Since President Donald Trump first took office, the number of on-camera White House press briefings has strangely declined. What's even stranger, is senior Trump aide Steve Bannon's explanation for it.
In a recent story for the Atlantic, reporter Rosie Gray reached out to several members of the administration to ask why the administration was holding fewer and fewer on-camera briefings.
"Neither [Sean] Spicer nor deputy press secretary Sarah Sanders responded to queries about the changes to the briefings," Gray wrote. "Asked why the briefings are now routinely held off-camera, White House chief strategist Steve Bannon said in a text message 'Sean got fatter,' and did not respond to a follow-up."
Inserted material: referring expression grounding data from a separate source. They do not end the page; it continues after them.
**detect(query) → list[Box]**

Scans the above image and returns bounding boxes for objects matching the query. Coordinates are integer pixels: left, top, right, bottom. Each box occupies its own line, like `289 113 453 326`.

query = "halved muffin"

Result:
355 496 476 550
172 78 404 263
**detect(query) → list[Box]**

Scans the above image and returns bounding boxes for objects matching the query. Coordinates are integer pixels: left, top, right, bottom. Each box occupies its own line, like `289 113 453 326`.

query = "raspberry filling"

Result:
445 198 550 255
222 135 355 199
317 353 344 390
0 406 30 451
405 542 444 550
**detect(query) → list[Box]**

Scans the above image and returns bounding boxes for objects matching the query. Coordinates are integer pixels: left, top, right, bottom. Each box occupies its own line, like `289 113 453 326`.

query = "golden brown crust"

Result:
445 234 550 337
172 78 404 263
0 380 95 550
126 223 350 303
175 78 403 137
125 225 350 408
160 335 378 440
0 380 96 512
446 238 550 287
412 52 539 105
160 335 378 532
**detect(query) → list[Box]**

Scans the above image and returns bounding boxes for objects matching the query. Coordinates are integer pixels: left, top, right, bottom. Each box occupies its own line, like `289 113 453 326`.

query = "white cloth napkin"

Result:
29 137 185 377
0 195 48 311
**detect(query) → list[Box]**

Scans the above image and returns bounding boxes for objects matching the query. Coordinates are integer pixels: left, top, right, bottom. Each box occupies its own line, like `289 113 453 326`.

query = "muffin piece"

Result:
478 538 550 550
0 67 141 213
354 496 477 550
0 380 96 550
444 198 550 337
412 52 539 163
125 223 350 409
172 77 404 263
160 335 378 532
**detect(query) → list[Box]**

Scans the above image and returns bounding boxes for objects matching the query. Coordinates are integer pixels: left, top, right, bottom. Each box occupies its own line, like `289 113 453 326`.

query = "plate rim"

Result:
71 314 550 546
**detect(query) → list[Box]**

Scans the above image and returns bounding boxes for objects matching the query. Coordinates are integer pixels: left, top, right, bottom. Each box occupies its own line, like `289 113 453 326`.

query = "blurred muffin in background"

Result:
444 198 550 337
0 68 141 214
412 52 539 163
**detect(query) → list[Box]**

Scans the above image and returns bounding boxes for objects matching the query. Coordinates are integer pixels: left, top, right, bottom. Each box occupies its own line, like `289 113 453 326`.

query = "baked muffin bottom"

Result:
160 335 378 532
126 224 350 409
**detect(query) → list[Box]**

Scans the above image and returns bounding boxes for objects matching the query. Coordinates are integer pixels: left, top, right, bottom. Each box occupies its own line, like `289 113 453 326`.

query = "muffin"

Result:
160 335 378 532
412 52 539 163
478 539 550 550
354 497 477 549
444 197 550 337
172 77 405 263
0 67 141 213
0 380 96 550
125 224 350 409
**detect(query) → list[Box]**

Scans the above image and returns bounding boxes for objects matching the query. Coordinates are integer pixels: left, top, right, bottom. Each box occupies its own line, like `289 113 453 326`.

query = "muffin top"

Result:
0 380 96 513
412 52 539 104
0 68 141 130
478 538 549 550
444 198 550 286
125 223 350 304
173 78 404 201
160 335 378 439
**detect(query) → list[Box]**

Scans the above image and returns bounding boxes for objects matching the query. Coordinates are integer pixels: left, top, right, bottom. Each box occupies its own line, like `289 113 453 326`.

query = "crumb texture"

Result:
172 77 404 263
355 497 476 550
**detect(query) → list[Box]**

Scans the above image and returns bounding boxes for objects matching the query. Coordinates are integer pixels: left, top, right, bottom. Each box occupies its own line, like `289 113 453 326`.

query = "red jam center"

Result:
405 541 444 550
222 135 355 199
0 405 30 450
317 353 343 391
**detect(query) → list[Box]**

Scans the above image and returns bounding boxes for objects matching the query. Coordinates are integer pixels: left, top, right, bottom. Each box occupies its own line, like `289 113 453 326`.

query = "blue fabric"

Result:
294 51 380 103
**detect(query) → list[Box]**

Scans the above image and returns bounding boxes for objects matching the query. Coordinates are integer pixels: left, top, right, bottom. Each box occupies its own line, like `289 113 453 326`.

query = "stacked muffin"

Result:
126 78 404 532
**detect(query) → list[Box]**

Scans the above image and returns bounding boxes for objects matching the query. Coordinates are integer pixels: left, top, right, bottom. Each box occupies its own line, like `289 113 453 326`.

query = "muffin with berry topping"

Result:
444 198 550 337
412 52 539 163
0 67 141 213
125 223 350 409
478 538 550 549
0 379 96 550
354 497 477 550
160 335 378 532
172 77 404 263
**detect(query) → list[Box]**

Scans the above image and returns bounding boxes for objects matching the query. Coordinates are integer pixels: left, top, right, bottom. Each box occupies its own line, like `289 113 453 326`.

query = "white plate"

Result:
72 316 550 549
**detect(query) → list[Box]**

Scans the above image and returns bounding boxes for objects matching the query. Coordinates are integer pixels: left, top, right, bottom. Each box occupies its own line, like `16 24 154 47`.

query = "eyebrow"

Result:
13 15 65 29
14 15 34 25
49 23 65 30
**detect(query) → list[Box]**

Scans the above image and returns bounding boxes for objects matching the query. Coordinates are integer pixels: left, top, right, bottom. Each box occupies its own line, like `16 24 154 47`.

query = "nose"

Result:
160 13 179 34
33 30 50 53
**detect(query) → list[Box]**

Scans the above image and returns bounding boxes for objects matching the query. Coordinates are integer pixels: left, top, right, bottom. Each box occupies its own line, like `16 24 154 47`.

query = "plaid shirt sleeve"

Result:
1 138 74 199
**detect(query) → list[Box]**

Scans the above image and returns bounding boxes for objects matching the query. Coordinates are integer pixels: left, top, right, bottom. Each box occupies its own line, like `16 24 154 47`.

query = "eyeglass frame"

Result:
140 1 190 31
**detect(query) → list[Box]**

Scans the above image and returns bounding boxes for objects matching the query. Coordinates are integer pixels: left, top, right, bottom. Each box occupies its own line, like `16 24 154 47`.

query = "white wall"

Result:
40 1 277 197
Bannon's comment on Spicer appears to have been tongue-and-cheek. But, aside from lacking the decorum of a White House aide, Bannon's attempt to dodge the question belies bigger transparency issues.
As White House press briefings have become more and more infrequent, the administration has opted for more off-camera briefings The on-camera briefings that do take place have become shorter and are now frequently dominated by a pre-briefing statement from Trump cabinet members on a Trump agenda item du jour.
Last month the president openly mused about canceling the briefings altogether in a tweet.
But Trump may have found a way to avoid replacing his press secretary by simply reducing the time he spends answering questions in the public eye.